Another common misperception is that inductions are not harmful. There are risks involved in any 'procedure'. Women who are induced, particularly with unfavorable cervices, are more likely to end up with a cesearean section, especially if it's their first baby. The risks of induction can vary depending on what type of induction is being done but the big ones are fetal distress (where the baby does not tolerate the labor) and emergency c/s.

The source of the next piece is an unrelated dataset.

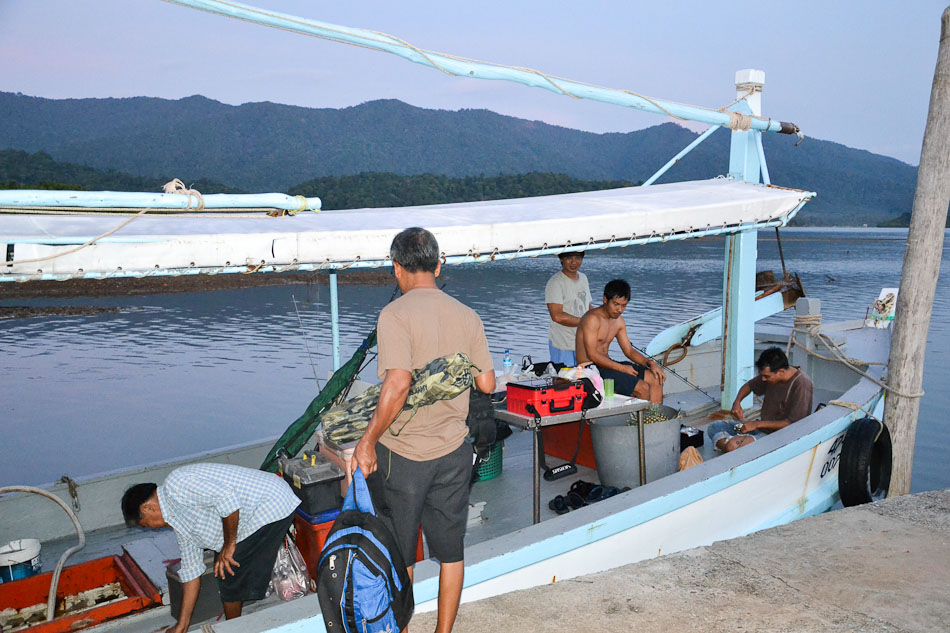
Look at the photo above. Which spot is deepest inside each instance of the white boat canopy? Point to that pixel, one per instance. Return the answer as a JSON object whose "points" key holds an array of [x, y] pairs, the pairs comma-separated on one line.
{"points": [[64, 246]]}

Women may be offered induction when there is a medical reason to do so. These reasons might include gestational diabetes, blood pressure issues, and post dates (and in our practice this isn't considered typically until 41 weeks and some women choose to go until 42 weeks). Having a big baby is NOT a reason to induce - research has shown that women with big babies are more likely to be sectioned when induced then if they had awaited spontaneous labor.
Elective inductions (induction for social reasons) are occasionally done with a favorable cervix. However, not prior to 39 weeks since the latest research now shows that baby's brain development may continue up until this point. Elective inductions are typically done when a woman's cervix is very favorable...for example the exam is 3-4cms, 70-100% thinned out, and the head is down low (-1 or better) in the pelvis.
Women who are planning natural childbirth would benefit from avoiding induction. The methods of induction, while they may vary, can be more limiting on a woman who plans natural childbirth. For example, having to be on the fetal monitor continuously while using pitocin or cytotec. A spontaneous labor is much more tolerable than a forced one. While pitocin attempts to mimic a woman's own natural hormone (oxytocin), it's impossible to administer it in the same pulsatile fashion that a woman's brain will do. This often creates a more intense labor, thereby making it more difficult to labor naturally (without pain meds).
Here's what an induction can look like at it's worst...
Day one 6am - Admitted to the hospital. Pitocin started. That evening, no cervical change has occurred so pitocin stopped and woman to rest through the night.
Day two 5am - pitocin restarted. Late morning some change in cervical exam. Water broken. Continue pitocin. That evening, no change in exam. Pitocin stopped and cytotec started through the night.
Day three 7am - cervical exam much more favorable with good change, pitocin restarted. Delivery 5 hours later.
Now, not all inductions are this lengthy, but it's hard to predict in advance how an induction will go.
Being induced is not a decision to take lightly!